De Blasio, in an exclusive interview with The Associated Press on Tuesday, said he would outline a series of expansive new proposals meant to achieve three major goals: to have all children reading by third grade, to improve on-time graduation rates and to give all students a shot at attending college.
And while the mayor's primary audience will be the parents of the city's 1.1 million students, he'll also be using the speech to reiterate his case to the governor and lawmakers in Albany for more state education funding and a lengthy renewal of mayor control of the public school system.
"We've known for a long time we didn't have equity in our school system. We literally said for generations, `That's a good school, that's a bad school.' That's not acceptable," de Blasio told the AP at the Bronx Latin School, the planned site of his speech. "My goal is that every school and every child have what they need to succeed."
The mayor plans to hold up his administration's success in launching universal pre-K - there are now 65,000 4-year-olds in pre-K, more than the number of students in the entire Boston public school system - as evidence it's able to tackle sweeping changes to the sprawling school system.
One new proposal also is aimed at the early formative years of students' lives to set them on track for later success. De Blasio, a Democrat serving his first term, will declare he wants all students to be reading at their grade level by the end of second grade. Currently, only 30 percent of city public school third-graders are proficient in reading, and experts have found reading level in the third grade is a strong predictor of reading proficiency in the eighth grade.
To bridge that gap, the city plans to hire reading specialists who'll focus on helping students become literate. Hiring for the specialists, which will eventually cost $75 million annually, will begin this spring for the most-needy elementary schools, and all will have one on staff by 2018.
The mayor also will announce, among other proposals, his intention to expand the number of high schools that offer Advanced Placement courses.
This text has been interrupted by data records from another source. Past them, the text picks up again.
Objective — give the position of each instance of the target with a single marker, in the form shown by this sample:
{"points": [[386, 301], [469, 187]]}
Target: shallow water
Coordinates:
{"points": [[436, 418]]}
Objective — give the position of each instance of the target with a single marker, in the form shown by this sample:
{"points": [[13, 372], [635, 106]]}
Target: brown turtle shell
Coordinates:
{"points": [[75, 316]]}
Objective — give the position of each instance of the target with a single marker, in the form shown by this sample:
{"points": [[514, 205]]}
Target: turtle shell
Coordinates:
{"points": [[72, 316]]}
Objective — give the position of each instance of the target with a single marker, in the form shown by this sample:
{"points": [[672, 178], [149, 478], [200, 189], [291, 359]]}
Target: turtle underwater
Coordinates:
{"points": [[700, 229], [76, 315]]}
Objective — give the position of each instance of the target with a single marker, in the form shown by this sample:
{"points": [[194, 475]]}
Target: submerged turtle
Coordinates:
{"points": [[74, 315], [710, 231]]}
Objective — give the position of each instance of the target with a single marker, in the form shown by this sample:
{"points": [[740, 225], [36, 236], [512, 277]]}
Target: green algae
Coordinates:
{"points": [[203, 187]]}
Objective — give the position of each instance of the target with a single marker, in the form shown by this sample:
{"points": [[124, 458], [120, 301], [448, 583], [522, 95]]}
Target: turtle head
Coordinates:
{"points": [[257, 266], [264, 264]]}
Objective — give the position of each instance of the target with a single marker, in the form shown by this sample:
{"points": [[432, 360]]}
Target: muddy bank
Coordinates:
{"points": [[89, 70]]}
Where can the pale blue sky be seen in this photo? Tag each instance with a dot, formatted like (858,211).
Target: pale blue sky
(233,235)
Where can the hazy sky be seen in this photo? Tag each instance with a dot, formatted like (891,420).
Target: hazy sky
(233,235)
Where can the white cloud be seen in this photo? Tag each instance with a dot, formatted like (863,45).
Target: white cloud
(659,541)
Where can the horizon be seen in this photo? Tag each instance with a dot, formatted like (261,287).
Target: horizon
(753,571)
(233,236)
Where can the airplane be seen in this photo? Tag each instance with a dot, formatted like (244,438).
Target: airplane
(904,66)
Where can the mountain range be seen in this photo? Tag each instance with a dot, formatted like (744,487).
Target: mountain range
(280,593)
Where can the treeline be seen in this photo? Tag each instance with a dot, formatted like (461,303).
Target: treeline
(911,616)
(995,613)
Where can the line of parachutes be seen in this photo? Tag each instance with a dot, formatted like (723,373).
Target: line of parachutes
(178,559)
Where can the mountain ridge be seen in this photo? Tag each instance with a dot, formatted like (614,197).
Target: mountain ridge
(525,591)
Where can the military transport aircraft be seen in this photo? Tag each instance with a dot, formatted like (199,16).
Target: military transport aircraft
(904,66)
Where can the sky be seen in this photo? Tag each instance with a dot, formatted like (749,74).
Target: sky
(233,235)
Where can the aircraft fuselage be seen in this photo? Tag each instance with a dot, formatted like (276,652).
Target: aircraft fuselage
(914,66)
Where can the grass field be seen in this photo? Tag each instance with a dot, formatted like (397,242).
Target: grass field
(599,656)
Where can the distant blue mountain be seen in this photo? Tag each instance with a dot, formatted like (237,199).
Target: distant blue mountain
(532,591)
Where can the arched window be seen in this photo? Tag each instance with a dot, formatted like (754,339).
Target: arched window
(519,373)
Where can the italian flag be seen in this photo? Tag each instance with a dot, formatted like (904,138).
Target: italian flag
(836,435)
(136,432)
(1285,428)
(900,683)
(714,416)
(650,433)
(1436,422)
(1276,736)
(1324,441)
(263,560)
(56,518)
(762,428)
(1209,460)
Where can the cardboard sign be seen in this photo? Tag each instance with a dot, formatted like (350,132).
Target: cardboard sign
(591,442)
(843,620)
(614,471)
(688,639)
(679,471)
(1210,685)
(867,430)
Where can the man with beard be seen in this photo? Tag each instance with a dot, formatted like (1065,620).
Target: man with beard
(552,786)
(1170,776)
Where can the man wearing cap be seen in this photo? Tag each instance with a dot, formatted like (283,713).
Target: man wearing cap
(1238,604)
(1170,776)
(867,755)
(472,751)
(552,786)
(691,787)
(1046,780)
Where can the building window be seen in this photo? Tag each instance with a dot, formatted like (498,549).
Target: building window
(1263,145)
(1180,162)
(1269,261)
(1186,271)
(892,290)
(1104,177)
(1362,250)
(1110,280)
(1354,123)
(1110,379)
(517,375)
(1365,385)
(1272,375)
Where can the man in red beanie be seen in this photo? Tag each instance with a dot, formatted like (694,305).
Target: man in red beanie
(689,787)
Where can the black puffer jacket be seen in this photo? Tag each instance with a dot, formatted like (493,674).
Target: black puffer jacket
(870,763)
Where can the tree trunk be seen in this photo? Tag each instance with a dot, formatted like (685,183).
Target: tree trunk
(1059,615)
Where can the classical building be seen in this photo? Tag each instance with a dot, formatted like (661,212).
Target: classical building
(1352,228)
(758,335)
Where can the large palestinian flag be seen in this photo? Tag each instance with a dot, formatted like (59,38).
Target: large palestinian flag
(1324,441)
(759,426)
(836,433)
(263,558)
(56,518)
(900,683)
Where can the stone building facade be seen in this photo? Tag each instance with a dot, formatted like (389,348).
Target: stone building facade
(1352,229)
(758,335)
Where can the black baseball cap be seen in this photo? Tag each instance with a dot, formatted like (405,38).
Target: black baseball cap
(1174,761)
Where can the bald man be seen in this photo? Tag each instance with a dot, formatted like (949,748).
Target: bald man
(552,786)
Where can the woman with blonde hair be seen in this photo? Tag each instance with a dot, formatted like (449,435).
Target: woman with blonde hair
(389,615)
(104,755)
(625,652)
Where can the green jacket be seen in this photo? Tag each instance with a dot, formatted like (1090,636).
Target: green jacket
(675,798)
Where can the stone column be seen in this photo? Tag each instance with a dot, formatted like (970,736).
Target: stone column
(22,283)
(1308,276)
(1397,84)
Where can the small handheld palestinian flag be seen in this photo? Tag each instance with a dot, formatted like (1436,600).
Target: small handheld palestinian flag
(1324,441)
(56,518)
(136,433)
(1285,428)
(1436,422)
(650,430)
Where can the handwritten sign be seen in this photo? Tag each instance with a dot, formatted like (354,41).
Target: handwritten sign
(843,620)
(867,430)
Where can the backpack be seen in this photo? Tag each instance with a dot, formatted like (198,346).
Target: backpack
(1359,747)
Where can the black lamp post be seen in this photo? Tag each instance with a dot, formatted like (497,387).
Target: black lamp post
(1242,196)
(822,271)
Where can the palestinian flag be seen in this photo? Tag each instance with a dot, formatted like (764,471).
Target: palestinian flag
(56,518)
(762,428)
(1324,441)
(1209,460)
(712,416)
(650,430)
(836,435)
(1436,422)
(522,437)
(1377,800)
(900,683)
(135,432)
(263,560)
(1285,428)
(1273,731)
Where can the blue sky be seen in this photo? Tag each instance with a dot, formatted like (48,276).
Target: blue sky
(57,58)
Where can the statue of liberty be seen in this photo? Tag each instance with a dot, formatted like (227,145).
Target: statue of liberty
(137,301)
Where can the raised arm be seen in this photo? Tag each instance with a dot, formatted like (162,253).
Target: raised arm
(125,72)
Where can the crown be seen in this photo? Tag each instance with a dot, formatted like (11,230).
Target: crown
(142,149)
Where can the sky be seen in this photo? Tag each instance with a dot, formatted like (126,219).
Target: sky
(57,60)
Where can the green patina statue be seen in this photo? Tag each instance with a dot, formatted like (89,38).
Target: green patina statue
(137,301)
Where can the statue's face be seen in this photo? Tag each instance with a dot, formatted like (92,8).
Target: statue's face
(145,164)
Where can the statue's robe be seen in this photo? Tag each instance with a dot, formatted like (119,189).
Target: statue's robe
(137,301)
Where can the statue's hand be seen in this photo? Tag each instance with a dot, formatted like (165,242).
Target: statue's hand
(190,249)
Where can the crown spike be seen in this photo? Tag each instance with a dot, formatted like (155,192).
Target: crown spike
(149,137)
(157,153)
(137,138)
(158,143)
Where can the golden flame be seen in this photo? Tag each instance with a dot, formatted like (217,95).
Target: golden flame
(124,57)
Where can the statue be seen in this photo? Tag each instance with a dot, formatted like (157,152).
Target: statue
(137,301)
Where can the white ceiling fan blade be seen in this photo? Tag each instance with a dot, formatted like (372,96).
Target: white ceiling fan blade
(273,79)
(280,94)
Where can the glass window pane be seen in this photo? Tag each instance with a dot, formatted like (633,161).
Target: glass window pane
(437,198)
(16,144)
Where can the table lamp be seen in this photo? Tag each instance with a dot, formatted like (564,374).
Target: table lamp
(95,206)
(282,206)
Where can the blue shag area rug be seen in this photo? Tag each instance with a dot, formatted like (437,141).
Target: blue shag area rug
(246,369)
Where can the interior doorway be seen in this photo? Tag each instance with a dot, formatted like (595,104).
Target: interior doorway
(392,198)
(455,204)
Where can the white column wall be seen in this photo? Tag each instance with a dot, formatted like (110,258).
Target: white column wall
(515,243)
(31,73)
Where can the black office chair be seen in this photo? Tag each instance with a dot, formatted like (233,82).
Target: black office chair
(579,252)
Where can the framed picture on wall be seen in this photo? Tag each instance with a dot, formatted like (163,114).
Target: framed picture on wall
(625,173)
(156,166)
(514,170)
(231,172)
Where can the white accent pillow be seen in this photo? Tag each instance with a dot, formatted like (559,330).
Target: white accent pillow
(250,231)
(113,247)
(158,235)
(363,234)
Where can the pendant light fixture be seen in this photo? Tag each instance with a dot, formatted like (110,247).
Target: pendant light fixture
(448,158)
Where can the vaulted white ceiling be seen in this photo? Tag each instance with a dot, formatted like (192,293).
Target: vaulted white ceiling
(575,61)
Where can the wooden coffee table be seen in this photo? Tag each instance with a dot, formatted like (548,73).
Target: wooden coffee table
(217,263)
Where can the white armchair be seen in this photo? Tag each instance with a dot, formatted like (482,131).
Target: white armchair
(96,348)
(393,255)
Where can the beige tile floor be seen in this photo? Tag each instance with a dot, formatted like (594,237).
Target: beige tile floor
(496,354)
The courses, which can yield college credit, are unavailable in 120 public high schools and are available to only 44 percent of black and Hispanic students as opposed to 66 percent of their white and Asian peers.
"(Improving that standard) is necessary in terms of fairness for our kids but also better for the future of our city," said de Blasio, who'll speak Wednesday under a banner that reads "Equity and Excellence."
The first new courses will be added this fall, with a full implementation by fall 2021 and a cost that year expected to be $52 million.
David Coleman, president of the College Board, which designs the AP and SAT exams, said AP for All "will improve access to college-level courses and exams across every neighborhood, making a real difference for the future of the city."
But the proposals were not well received by all education advocates.
"This is lipstick on a pig," said Mona Davids, president of the New York City Parents Union. "These ideas all sound good, but they are not going to get at what really needs to get done to fix this system, and that is to systematically retrain our teachers to do their jobs effectively."
The speech will largely avoid new policy regarding charter schools but will call for greater cooperation, particularly in sharing best practices, between charters and other public schools. A debate over charter schools' rate of growth became a flashpoint for the mayor last year.
The mayor also will announce a new partnership with the private sector to bring more computer science and other technology programs to low-income schools.